CRA provided a number of comments on the split income rules:

  • In addition to repeating previous comments respecting shares of holdcos not being excluded shares, it confirmed that there was a similar problem for dividends from a related manufacturing company paid through a family trust.
  • Where a shareholder-spouse works in only one of two businesses of the corporation, an excluded amount determination respecting the worked-in business requires “separate accounting for each business and a tracing of funds.”
  • CRA will cut some slack with respect to pre-2018 years, but on a going forward basis, if reliance will be placed on the spouse or child having worked 20 hours per week in a business, “the ongoing maintenance of [timesheets, schedules, or logbooks] in respect of any family members involved in the business will ensure that businesses are able to comply with the new rules.”
  • Respecting the requirement for excluded shares to be of a corporation that derives less than 90% of its business “income” (i.e., revenue) from the “provision of services,” CRA repeated some previous examples about replacement part sales by plumbers and mechanics being good, whereas charges by an office cleaner for cleaning supplies are to be ignored - but then went on to note that:

We are in the process of preparing examples to illustrate how the determination of whether less than 90% of the income of a corporation is from the provision of services is made.

Neal Armstrong. Summaries of 25 May 2018 External T.I. 2018-0761601E5 under s. 120.4(1) – excluded shares – para. (b), excluded shares – subpara. (a)(i), excluded amount – subpara. (e)(ii) and s. 120.4(1.1)(a).

Income Tax Severed Letters 15 August 2018

This morning's release of three severed letters from the Income Tax Rulings Directorate is now available for your viewing.

Saramac – Quebec Court of Appeal confirms the voiding of a search warrant based on failure to disclose that lawyers worked at the targeted premises

When the ARQ laid the information seeking a search warrant for a search of the taxpayers’ office, it did not disclose, despite being aware that this was likely, that a lawyer and notary worked at those premises, and the search warrant accordingly was issued by the magistrate without knowledge of this. After noting that in fact there had been issues as to the proper protection of legal privilege, Mainville JCA affirmed the annulment by Dallaire JCS below of the search warrant and his order to return the seized documents.

Neal Armstrong.
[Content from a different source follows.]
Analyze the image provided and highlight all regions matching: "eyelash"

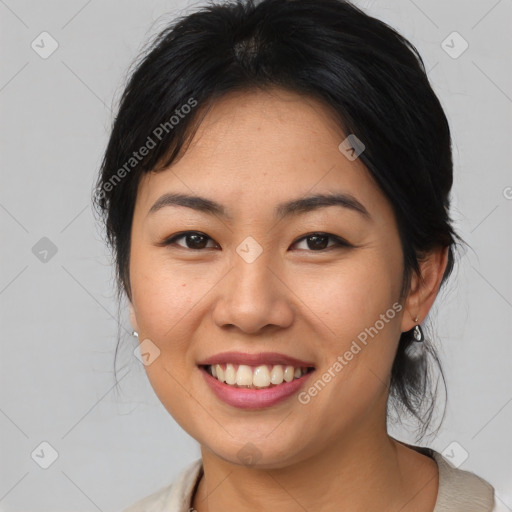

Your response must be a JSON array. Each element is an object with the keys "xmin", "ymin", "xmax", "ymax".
[{"xmin": 161, "ymin": 231, "xmax": 352, "ymax": 252}]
Summary of Agence du revenu du Québec v. 9229-0188 Québec Inc. (Saramac Schokbéton Québec Inc.), 2018 QCCA 1039 under s. 231.3(3).

Safe income should be calculated on a share-by-share rather than class-by-class basis

If a shareholding of the same class has been purchased over time, this is thought to mean that the older shares will have earned more safe income. This suggests that if a dividend of $X per share is paid on that class, it is insufficient to know that on a global basis there is enough safe income on hand of the class to cover that dividend.

Neal Armstrong. Summary of Henry Shew, "Safe Income May Vary Within Shares of the Same Class", Canadian Tax Focus, Vol. 8, No. 3, August 2018, p. 3 under s. 55(2.1)(c).

CRA rules that a double transfer of shares under ss. 85(1) and 85.1(3) would not affect the shares’ capital property status

CRA provided s. 55(3)(a) rulings in the usual guarded form respecting a spin-off by one Canadian subsidiary (CanSub1) of a public company of CanSub1’s foreign subsidiary (ForSub1) to another wholly-owned Canadian subsidiary (CanSub2) of the public company. The summary stated respecting the non-application of GAAR that “there is no creation or streaming of cost base and the preferred shares ... are cross-redeemed for notes that are set-off and cancelled." The Additional Information stated that the proposed transaction is not expected to affect the trading in the shares of the public company.

It was proposed that the acquisition by CanSub2 of the ForSub1 shares be followed by their s. 85.1(3) drop-down to a foreign subsidiary of CanSub2. CRA ruled that this double transfer of the ForSub1 shares would not result in those shares not qualifying as capital property.

Neal Armstrong. Summaries of 2016 Ruling 2016-0648991R3 under s. 55(3)(a) and s. 85.1(3).